Depuis une heure, je suis assise dans MON fauteuil, à lire, à vous lire, à relire. Toute la journée, il a plu. Temps moche, pays de cul, disait mon Mammouth ce matin.
Je suis exténuée. Littéralement exténuée. Deux allers-retours à Québec cette semaine pour aboutir peut-être enfin sur l’objectif recherché. Un souper avec de folles copines, comme dans nos jeunes années, à se mettre du homard jusque là et du rosé par-dessus. Une soupe dans une chambre d’hôtel parce que trop fatiguée pour mettre le pied dehors. Des boîtes pour entreprendre ma nouvelle vie lundi prochain. Des dossiers à terminer, des suivis à faire, l’intention d’attacher tous les fils avant de quitter pour laisser la place en ordre.
Ce matin, très tôt, un petit mot d’une collègue sur le bébelleberry me remerciant de ma bonne humeur, de ma patience. J’ai répondu, en remerciant toute l’équipe que je quitte aujourd’hui, qu’il était facile d’être ainsi quand les gens avec qui on travaille ont le respect des individus et des choses bien faites. Que j’ai beaucoup appris à leur contact, tant sur les dossiers que sur l’esprit d’équipe. Et que je les laisse avec un réel pincement au coeur.
Une des réponses m’a touchée: mon adjointe, qui en a vu d’autres et qui prendra sa retraite l’an prochain, m’a remerciée de lui avoir prouvée qu’une gestionnaire femme, peut être plus humaine qu’un homme et obtenir autant sinon plus de résultats. Ça m’a fait réfléchir sur notre façon d’exercer l’autorité. Et sur mon évolution par rapport à mon style de gestion.
Quand je suis devenue « boss », j’avais eu la chance d’avoir eu de grands modèles de patronne différents. Une avait fait sa place dans un monde exclusivement masculin et gérait comme un gars. À la dure. L’autre, travailleuse sociale de formation, gérait comme une femme, mais malgré toute sa compétence, n’a pas toujours été reconnue publiquement à sa juste valeur. Une femme juste, exigente, mais toujours à l’affût de l’humain derrière le dossier. Les deux obtenaient des résultats, les deux ont su s’attacher leurs équipes.
Ces deux modèles m’ont inspirée, mais pas toujours au bon moment. Le stress, la pression d’être à la hauteur ont fait de moi une excellente « livreuse », mais une mauvaise gestionnaire à mes débuts. Et malheureusement, ce sont mes employés qui en ont souffert. Je ne le savais pas à l’époque, mais avec le recul, je réalise les erreurs. J’en suis désolée.

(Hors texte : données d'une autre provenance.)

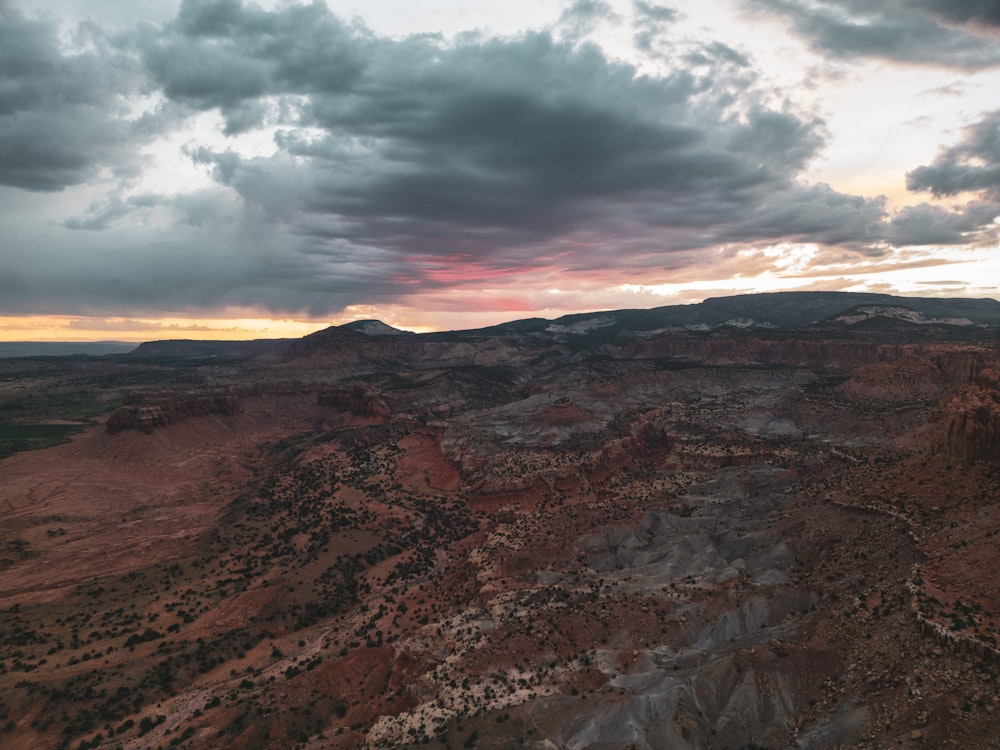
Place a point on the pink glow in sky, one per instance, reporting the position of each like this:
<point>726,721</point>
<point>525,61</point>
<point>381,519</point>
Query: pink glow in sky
<point>226,169</point>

Ma patronne me disait que nous avons tous des styles d’apprentissage différents, qui peuvent se regrouper en trois grandes catégories. Pour bien illustrer, elle me faisait l’analogie avec le fait d’apprendre à naviguer sur un voilier. La première catégorie d’apprenants va tout lire, consulter des documents, visionner des films, bref se documenter avant même de monter sur le voilier, et ne le fera qu’en étant sûr de maîtriser la théorie parfaitement. La seconde catégorie va lire un peu, mais surtout engager un capitaine pour apprendre avec lui, sur le bateau, en se faisant guider. La troisième, dont je suis, va monter sur le voilier, se cracher dans les mains, se dire qu’on apprend en le faisant et qu’au pire, on se retrouvera dans la flotte. Sans veste de sauvetage, évidemment…
C’est ainsi que j’ai abordé la gestion des ressources humaines. Me suis retrouvée plus d’une fois la tête sous l’eau, à chercher mon air. Avec le temps, j’ai compris la nécessité de la veste de sauvetage, et j’ai développé ma capacité à naviguer en gardant l’oeil sur l’horizon.
J’en suis à me demander si vraiment les femmes « gestionnent » différement, ou si ce n’est pas que lorsque le métier entre, on le retient mieux? Vous en pensez quoi?
Je ne suis pas parfaite, et j’en ai encore à apprendre. Mais des témoignages comme ceux d’aujourd’hui, c’est un rayon de soleil sur du temps moche et gris. Comme celui qui vient de sortir dans la cour.